The Globe and Mail originally shared the piece on Twitter saying, “I’m channelling Anne Frank’s spirit in lockdown.” After the predictable backlash, the outlet added to the thread, “Clarification: Lessons in living from Anne Frank.”
The author wrote, “As my COVID fatigue has gotten the better of me in recent weeks I started to say to myself, ‘What would Anne do?’ or ‘How would Anne describe this time?’ and ‘How would she cope?’” As if somehow being stuck at home with Netflix and Amazon Prime is comparable to hiding in a 400 sqft. annex with seven other people unable to leave, unable to speak for two years for fear of being discovered by Nazis and being sent away via cattle car to their death.
The article has since been deleted by The Globe, with the outlet citing that the piece did not meet editorial standards.
The author spent the bulk of the article comparing her own diaries written over the course of a lifespan 47 years longer than the Jewish teenager, to the story of survival published by a grieving father, so that the world would know of the atrocities committed by the Nazis and so that his daughter could posthumously become a published author.

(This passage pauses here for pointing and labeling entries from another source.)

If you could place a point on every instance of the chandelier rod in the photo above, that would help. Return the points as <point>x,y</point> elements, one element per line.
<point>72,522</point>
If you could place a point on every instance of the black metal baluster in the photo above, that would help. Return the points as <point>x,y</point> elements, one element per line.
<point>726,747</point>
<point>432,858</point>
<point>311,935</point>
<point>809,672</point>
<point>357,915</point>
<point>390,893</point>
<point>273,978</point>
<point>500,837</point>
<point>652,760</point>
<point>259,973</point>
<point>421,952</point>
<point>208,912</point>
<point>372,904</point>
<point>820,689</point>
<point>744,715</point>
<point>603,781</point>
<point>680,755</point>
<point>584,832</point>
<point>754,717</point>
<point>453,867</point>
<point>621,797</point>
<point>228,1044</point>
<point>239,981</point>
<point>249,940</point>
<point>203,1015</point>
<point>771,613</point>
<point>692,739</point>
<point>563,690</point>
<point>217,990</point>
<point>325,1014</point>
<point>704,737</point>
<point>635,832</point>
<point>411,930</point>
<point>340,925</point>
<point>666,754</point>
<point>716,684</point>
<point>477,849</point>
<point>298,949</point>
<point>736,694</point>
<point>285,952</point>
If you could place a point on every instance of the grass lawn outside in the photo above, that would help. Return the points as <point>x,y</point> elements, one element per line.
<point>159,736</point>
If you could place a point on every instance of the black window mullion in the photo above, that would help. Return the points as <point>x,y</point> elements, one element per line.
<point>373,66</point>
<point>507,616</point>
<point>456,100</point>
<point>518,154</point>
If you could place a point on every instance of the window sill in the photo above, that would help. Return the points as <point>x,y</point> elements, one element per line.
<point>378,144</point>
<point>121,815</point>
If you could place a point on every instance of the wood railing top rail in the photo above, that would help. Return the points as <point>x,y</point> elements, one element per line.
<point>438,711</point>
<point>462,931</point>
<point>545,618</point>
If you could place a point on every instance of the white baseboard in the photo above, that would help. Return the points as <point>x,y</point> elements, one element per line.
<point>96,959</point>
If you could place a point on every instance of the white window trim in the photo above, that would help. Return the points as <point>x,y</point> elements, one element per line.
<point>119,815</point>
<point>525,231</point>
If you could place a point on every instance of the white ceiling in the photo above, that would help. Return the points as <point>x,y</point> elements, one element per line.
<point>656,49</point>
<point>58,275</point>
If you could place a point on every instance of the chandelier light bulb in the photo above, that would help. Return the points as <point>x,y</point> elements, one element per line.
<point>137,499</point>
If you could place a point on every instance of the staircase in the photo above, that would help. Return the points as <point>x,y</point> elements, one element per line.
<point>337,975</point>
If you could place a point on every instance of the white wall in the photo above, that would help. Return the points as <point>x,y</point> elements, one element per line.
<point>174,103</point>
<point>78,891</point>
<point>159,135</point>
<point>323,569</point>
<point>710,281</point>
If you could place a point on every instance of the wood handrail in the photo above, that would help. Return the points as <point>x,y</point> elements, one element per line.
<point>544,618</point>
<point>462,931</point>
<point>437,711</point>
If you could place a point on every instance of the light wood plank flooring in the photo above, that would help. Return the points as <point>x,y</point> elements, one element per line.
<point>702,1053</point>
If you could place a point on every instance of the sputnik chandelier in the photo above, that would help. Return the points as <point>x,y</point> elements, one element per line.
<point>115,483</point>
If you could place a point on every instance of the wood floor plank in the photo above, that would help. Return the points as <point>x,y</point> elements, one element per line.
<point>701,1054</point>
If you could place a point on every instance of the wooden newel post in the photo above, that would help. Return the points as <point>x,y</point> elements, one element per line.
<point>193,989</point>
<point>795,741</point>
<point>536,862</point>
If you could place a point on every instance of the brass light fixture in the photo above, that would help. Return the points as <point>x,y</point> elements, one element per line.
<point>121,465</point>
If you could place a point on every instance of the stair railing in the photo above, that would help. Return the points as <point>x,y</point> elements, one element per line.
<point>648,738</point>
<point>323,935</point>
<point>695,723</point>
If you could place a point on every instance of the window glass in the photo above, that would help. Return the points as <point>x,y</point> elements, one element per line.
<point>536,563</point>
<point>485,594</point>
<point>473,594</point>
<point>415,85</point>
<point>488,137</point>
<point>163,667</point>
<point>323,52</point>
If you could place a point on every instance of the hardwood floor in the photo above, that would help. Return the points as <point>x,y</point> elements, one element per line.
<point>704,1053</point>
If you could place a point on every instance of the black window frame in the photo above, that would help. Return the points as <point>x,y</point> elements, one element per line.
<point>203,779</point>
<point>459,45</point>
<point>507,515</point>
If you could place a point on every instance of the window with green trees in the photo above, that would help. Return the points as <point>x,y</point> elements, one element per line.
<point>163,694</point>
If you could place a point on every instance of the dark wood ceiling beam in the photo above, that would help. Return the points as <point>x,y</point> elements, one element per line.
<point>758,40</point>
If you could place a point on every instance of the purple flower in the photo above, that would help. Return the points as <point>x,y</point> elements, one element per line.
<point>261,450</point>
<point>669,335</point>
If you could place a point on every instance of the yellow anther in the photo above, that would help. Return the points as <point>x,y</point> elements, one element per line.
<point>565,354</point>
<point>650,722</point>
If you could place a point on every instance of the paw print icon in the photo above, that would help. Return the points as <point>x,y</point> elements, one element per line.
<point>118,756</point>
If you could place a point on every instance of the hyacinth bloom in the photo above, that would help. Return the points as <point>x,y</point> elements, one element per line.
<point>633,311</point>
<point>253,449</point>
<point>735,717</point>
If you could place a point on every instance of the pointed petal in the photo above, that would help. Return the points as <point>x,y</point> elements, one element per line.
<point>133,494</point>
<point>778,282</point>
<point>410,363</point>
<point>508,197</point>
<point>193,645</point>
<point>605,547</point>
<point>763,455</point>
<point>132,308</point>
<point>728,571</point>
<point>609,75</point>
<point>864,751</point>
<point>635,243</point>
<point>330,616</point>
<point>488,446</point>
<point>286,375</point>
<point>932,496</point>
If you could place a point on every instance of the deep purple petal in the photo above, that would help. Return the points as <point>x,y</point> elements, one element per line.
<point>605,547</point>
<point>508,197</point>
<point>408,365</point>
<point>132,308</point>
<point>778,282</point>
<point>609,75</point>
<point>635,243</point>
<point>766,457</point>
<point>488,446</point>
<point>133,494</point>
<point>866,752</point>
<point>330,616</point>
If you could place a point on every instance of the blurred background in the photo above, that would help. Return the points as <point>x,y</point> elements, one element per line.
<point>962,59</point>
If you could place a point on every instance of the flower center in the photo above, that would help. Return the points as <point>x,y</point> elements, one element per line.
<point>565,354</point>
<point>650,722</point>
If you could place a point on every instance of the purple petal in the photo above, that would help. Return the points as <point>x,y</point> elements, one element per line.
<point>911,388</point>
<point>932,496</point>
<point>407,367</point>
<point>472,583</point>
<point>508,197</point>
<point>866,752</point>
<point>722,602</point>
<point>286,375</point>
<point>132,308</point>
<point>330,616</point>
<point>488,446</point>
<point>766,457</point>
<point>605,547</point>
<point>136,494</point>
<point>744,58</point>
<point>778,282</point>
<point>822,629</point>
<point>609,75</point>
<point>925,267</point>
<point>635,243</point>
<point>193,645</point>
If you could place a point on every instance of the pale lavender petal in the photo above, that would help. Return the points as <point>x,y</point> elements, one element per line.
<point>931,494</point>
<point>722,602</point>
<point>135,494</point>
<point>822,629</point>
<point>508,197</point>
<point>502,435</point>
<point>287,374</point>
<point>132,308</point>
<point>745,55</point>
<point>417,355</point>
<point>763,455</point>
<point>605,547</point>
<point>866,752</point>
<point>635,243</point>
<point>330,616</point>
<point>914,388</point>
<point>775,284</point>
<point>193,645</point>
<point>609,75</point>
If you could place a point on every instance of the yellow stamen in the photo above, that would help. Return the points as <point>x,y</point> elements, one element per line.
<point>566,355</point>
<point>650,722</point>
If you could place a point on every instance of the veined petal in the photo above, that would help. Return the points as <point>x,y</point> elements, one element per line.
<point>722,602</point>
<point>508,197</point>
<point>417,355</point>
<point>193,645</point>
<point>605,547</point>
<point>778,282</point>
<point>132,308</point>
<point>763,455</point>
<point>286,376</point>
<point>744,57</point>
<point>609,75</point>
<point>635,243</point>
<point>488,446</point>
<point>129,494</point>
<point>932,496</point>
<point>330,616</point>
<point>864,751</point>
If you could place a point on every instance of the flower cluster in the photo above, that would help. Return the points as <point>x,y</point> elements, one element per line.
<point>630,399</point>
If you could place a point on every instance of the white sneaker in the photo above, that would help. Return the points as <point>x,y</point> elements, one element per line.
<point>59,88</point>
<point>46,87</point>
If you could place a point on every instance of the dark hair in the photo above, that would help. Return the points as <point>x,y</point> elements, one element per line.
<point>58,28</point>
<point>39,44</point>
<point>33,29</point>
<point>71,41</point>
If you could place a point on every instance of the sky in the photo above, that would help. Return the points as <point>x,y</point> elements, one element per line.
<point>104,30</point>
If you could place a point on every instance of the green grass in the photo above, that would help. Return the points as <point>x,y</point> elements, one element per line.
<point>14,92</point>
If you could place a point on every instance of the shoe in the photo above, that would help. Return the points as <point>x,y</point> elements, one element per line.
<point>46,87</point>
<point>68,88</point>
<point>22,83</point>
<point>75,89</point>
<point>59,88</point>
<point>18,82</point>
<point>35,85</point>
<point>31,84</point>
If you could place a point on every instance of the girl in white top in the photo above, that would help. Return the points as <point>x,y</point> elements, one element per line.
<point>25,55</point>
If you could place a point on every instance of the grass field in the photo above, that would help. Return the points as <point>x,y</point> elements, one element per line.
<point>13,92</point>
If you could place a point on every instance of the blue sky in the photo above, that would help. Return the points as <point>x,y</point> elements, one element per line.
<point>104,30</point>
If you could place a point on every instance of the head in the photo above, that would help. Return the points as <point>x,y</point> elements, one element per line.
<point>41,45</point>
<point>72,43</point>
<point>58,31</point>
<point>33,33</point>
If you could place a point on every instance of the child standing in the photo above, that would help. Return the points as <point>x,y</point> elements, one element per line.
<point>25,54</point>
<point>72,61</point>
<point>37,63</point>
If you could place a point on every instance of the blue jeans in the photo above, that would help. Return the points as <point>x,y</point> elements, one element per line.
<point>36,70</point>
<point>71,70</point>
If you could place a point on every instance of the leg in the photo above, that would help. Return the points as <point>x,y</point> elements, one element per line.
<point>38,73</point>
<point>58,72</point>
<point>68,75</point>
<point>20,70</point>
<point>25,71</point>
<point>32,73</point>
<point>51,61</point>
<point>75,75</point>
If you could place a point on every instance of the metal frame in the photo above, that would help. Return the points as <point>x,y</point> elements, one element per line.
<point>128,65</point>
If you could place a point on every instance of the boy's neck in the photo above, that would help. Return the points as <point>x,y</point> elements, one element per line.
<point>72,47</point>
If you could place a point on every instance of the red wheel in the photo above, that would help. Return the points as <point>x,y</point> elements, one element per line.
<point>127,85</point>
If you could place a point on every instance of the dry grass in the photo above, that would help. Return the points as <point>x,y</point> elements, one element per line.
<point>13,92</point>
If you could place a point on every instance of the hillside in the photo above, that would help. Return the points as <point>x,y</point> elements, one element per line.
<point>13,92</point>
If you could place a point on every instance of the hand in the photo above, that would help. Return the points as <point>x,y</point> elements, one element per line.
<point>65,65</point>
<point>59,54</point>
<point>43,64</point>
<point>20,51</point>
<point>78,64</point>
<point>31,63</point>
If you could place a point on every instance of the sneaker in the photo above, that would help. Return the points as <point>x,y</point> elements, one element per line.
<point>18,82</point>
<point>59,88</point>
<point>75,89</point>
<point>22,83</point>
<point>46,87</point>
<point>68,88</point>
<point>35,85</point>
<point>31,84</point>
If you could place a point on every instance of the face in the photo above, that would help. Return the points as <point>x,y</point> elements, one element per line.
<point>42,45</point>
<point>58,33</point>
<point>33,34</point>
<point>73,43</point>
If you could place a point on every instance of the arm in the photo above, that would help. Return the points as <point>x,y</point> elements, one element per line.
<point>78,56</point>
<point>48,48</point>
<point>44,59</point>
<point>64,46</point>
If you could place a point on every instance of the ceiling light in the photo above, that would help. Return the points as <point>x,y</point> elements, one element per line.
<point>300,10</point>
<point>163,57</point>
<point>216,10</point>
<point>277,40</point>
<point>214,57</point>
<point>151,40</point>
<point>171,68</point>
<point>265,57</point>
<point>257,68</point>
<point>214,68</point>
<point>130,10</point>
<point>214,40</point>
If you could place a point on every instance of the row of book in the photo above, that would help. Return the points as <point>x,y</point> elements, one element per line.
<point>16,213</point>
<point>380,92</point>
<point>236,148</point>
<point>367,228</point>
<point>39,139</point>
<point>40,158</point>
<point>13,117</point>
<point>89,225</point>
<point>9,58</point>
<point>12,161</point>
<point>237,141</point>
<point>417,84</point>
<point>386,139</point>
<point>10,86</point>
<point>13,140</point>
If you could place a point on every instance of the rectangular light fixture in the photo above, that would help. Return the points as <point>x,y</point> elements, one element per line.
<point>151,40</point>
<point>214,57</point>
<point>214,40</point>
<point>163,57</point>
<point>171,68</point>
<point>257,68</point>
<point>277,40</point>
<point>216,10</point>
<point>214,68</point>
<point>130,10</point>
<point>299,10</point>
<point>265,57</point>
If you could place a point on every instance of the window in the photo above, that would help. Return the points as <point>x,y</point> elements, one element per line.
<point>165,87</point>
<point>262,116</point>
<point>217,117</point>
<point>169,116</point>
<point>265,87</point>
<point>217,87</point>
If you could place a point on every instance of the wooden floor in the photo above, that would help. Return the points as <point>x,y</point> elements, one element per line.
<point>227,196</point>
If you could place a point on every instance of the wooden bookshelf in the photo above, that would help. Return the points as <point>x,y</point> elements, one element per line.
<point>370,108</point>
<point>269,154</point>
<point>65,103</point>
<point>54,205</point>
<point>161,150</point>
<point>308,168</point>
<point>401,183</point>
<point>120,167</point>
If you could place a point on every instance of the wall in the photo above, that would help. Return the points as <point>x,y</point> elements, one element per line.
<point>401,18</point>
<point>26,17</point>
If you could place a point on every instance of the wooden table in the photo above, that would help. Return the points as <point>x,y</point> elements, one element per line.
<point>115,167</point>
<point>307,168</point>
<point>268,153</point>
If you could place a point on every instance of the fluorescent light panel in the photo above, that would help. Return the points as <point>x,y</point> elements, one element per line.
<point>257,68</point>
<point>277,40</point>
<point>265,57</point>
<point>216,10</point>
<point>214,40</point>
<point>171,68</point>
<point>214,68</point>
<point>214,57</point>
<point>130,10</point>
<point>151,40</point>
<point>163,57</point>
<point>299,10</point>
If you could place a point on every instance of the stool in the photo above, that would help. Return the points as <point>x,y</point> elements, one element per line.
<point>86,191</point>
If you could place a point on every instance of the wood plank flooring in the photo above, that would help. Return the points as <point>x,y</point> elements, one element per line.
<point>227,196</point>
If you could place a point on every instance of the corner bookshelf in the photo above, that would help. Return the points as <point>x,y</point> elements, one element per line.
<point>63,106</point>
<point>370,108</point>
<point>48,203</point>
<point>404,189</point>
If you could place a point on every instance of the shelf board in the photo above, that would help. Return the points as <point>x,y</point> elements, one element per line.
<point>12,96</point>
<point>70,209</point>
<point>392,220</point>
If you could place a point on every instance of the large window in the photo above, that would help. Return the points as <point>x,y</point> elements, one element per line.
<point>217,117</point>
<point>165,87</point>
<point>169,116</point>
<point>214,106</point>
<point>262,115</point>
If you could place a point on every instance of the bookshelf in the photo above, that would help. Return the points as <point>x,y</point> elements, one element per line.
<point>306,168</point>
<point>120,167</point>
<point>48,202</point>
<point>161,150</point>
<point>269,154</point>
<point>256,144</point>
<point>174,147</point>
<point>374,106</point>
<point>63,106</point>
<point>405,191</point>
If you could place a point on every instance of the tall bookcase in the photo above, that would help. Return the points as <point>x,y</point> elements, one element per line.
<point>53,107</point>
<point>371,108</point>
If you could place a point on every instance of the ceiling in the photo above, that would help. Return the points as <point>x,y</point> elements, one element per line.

The author wrote of her first diary entry about “Ted Kennedy and the crash at Chappaquiddick” and her follow up entries about being able to watch “Michael Jackson and the rest of the Jackson 5 would be on The Ed Sullivan Show.” Frank wrote about a desire to return to school, become a writer and other tragically unfulfilled ambitions.
Apparently, the "worst" family “secret” the author of the Globe and Mail piece had to "endure" was that she might be Jewish herself, which she compared to living in the Frank’s annex: "There had been rumours that my grandparents had been Polish Jews who had changed their identity to survive the atrocities of war. Grandpa Schiller (or was it really, Schmonsky?) would never discuss and we will never know. My mother, now in her 80s, remains silent on this subject."
Rather than recognizing how difficult Anne Frank’s short life was and using it to show the Globe and Mail readers how comparatively easy we have it during lockdowns, the author of the piece chose a theme for her article of "tragedy inspiration porn." The author spent the length of the article attempting to make the story of the world’s most famous Holocaust victim about herself. "Not all of what I learned about myself is happiness and light. Many harsh realities have been brought to the surface – a tsunami of memories of all those conversations that could have been handled differently."
The author began her article with the words "It had been nearly 50 years since I read The Diary of a Young Girl." Perhaps it is time for a re-read.